My girlfriend says when it does come time to purchase a home, she desires it to be in between the place she lives and I dwell. So meaning I’d be about 20 minutes to 30 minutes away from my youngsters’ mom as an alternative of 15 minutes from her house. She says proper now that I’m too concerned with the children and that I’m having a tough time letting go – that I’ve an ego drawback about letting the children develop a stronger relationship with their stepdad. I don’t really feel that’s the case. My level is why would I need them to have a stronger relationship with their stepdad than me when I’m nonetheless right here? Why would I wish to give that up?
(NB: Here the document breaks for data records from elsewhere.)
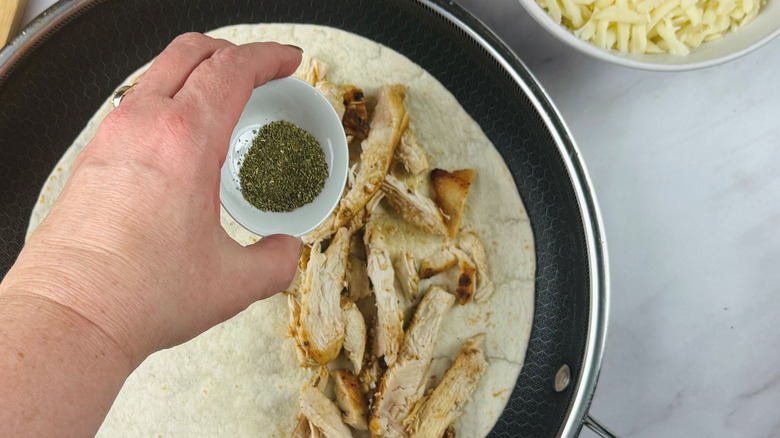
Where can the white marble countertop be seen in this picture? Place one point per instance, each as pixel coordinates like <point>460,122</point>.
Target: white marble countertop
<point>686,167</point>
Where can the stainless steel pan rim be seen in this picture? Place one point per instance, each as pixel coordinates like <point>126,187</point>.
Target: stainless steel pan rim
<point>596,240</point>
<point>596,244</point>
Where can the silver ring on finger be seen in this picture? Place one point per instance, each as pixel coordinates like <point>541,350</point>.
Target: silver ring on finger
<point>121,93</point>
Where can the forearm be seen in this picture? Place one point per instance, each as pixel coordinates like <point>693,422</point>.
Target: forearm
<point>59,373</point>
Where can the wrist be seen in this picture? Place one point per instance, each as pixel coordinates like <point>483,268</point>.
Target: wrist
<point>67,284</point>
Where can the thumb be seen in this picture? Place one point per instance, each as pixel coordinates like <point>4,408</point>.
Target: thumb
<point>268,266</point>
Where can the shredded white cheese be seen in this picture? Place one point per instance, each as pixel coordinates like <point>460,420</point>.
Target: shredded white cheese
<point>652,26</point>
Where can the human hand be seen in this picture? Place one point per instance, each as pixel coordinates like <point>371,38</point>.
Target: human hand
<point>134,244</point>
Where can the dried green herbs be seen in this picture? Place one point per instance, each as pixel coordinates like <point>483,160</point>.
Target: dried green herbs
<point>284,169</point>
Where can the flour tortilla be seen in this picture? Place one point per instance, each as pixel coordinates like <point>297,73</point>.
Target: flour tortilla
<point>241,378</point>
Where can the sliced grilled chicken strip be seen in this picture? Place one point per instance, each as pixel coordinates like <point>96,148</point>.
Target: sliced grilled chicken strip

She additionally stated that if we purchased a home collectively that my present custody schedule couldn’t stand as a result of it will be an excessive amount of back-and-forth throughout the week so she thinks it will be finest that we both saved the each different weekend or sooner or later every week and each different weekend. She has made feedback that I should be ready if we obtained married and had a baby that I’d not be capable to attend sure features, similar to sports activities, faculty, occasions and stuff as a result of I’d should be house together with her and a brand new little one. She tells me that I maintain elevating them like we’re a household unit, when, in her opinion, we aren’t. She says they’re extra of a household after they’re with their mom as a result of their mom has remarried and has a baby and after they come by me, it’s simply me.
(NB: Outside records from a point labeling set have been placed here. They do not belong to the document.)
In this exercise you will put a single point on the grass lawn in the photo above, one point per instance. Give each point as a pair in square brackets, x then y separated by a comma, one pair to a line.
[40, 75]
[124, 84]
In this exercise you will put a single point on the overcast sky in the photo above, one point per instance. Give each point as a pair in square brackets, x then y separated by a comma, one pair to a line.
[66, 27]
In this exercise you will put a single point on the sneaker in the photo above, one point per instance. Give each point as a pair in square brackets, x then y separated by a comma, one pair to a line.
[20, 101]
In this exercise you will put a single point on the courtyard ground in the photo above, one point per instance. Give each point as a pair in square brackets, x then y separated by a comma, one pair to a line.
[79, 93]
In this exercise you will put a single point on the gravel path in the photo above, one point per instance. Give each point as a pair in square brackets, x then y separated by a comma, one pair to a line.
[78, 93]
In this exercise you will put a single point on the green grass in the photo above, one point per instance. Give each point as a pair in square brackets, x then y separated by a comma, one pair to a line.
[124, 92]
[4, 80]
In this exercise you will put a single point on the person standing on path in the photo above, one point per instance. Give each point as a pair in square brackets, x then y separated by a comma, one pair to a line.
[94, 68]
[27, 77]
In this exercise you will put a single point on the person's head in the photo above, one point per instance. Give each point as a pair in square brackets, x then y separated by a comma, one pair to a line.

For some ridiculous purpose, I maintain attempting to assume in my head how I could make this work between us. She refuses to maneuver wherever close to me in order that I can proceed my present settlement and relationship with the youngsters and he or she refuses to see why I’m so involved. Typically I ponder, even when I did conform to all of her calls for, would I really be glad? Would I simply be setting myself up for an additional divorce down the street? I don’t know why I’m combating this. Perhaps I’m simply afraid to be alone.

 
Your query actually hasn’t modified for the reason that first time you requested, and my response remains to be the identical, however perhaps much more emphatic: your girlfriend is AWFUL. She actually, actually is. No respectable individual would ever need her associate to desert his kids like she’s asking you to do. I imagine you once you say you’re combating this. I imagine that you recognize what you’re being requested by your girlfriend to do is incorrect, is unfair, is one thing you recognize wouldn’t profit anybody however perhaps your girlfriend and would come at an awesome detriment to your youngsters’ wellbeing and the soundness of your relationship with them. And also you’re proper: these adjustments would construct resentment – not simply in your youngsters, however in you, too. There’s no manner you received’t resent your girlfriend for the injury these adjustments would inflict in your relationship together with your kids.
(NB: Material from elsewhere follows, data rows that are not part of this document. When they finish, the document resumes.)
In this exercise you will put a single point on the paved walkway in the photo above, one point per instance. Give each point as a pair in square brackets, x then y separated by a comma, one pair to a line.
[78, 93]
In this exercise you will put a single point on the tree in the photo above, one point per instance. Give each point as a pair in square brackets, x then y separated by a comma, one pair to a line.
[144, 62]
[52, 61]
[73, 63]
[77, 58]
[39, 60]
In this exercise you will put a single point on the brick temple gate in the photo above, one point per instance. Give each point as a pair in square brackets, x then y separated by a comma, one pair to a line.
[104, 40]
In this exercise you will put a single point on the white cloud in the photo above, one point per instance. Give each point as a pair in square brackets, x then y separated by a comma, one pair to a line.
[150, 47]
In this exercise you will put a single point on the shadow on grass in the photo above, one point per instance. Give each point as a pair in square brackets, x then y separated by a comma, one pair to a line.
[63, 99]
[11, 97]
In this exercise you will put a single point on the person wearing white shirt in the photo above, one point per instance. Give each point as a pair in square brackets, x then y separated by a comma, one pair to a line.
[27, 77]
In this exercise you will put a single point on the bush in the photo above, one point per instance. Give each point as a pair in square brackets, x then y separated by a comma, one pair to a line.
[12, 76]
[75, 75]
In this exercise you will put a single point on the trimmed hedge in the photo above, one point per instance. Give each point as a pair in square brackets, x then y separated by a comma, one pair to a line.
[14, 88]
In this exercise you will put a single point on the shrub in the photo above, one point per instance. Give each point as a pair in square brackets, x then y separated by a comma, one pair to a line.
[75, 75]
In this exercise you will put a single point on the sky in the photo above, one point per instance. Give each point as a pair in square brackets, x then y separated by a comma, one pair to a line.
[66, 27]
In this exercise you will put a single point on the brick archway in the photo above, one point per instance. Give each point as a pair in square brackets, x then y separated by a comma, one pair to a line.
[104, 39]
Finally, yeah, you’ll break up with this terrible girl. Whether or not you do it after damaging your youngsters and perhaps even bringing one other little one into this world with a lady who’s form of a monster is 100% in your management. You realize what the suitable reply right here is. Concern of being alone is legitimate, it’s comprehensible, it’s one thing many of us can relate to. Nevertheless it simply doesn’t justify blowing up your youngsters’ lives and probably ruining your relationship with them. There are different ladies on the market – ladies who will respect and even love the bond you may have together with your kids. Please don’t accept much less. Don’t proceed a relationship with a lady who basically asks you to decide on her over your youngsters. No good will come from this.